SmartMed has managed to obtain its ISO 27001 certification barely two years after it was founded. Every day the professionals of SmartMed are working on the further development of the SmartMed Med Med Medication Management System.
What is the relationship between "Patient Central" and ISO 27001 certification for SmartMed?
From the beginning Alfred Godeke, founder and CEO of SmartMed, has defined a number of strict principles for his company. The most important of these are:
The best test for SmartMed to show that they had their affairs well done internally was to apply for ISO 27001 certification. Many companies have preceded them in this and any company that has eventually succeeded in obtaining this certification will agree that it is an enormously challenging exercise to meet all the small and large conditions that eventually lead to the formal certification.
Information security is becoming increasingly important in Europe, especially in the field of information management in healthcare. With this, the importance of the internationally recognized standard for information security is also increasing.
SmartMed started the ISO 27001 certification process in February 2018. All processes have been scrutinized and, if desired, adapted and documented. In most cases we already worked in a very safe way. Informal processes and agreements have been formalized, whereby it was noticed that hardly any major business changes were necessary.
The General Data Protection Regulation (AVG) is the new legislation on information security that came into force on 25 May 2018. The law imposes stricter requirements on the way companies handle information. Partly due to the high level of information security, SmartMed already complied with AVG/GDPR standards six months before this legislation came into force.
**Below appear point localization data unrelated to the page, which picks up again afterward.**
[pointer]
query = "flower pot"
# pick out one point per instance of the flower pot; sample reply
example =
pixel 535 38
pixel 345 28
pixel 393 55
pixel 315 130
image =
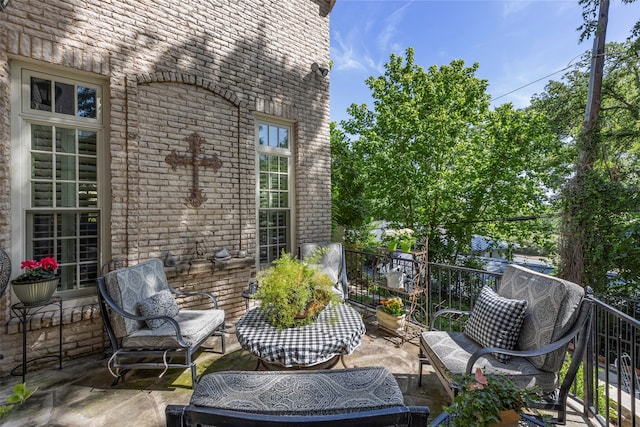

"Even though we are now proud of the result achieved, we must remain sharp and continue to optimize our processes" says Ywe ten Kate, Security Manager at SmartMed. "The process is not over for us. We use the ISO 27001 to continue to improve our organization. There is always room for improvement. That's why SmartMed already complies with all important guidelines and principles of the NEN7510 and NEN 7513 standards". Because SmartMed uses the "Security by design" techniques in the development of its applications, information security is not a "separate" module of our software, but all standards and requirements mentioned in the NEN7513 are used as a starting point in the "design" phase of SmartMed.
With SmartMed the well secured medication monitoring is in good hands from the patient's perspective. Wherever the patient is in the "Care Chain", the SmartMed medication management application always has direct access to the current medication overview of the patient. Because SmartMed is multimedia developed, SmartMed offers the patient the possibility to access all available medication information on any information medium, regardless of time or place. SmartMed guarantees that in the year 2018 patients can access their AMO (Current Medication Overview) anytime and anywhere in an ultra secure way.